8. The argument in favour of legalising
drugs, which claims that by decriminalising them the profit motive
and trafficking would disappear, fails because of the damage which
would be done to the health of increasing numbers of young people.
If such substances were made freely available, then consumption
would inevitably rise. If controls were applied, then a black
market would continue to exist. Either way, the argument for total
or controlled availability is not tenable.
9. Nevertheless, the Government should continue
to view the problem of drugs in a realistic way. The policy of
caution and referral for treatment is better than prosecution
of those caught with small quantities of cannabis for personal
use, as is the increasing use of drugs courts to the same end.

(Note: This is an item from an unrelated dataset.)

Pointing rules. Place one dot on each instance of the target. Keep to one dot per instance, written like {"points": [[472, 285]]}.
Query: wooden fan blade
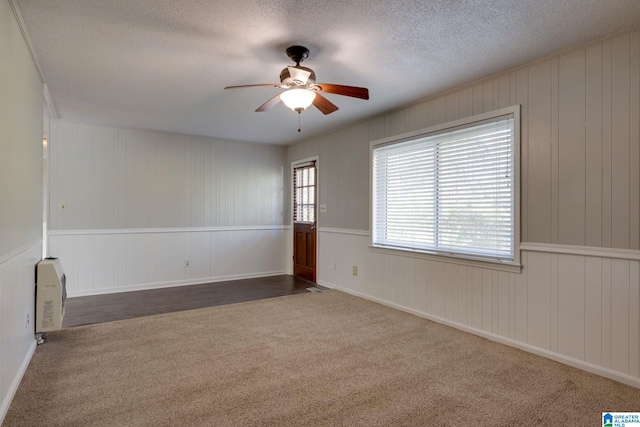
{"points": [[269, 104], [299, 74], [352, 91], [259, 85], [324, 105]]}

Harm reduction activities, such as supply of clean needles, can
reduce personal harm and prescribing controlled drugs such as
methadone can help established addicts to live more normally,
take away the criminal conduct involved in obtaining money to
buy illegal supplies and provide a useful bridge back to a drugs-free
10. The strongest weapon against drug abuse
and misuse is not the policeman or customs agent who tracks down
illegal drug traffickers and pushers (important those though efforts
continue to be) but the self-assured and responsible young person
who remains firm when being offered cigarettes, marijuana or cocaine.
In today's world, health education about drugs should be considered
to be as necessary as learning the alphabet. Only by improving
that education will we ever really start reducing demand. And
only by reducing demand will we ever overcome the national and
worldwide problem of drug trafficking and misuse.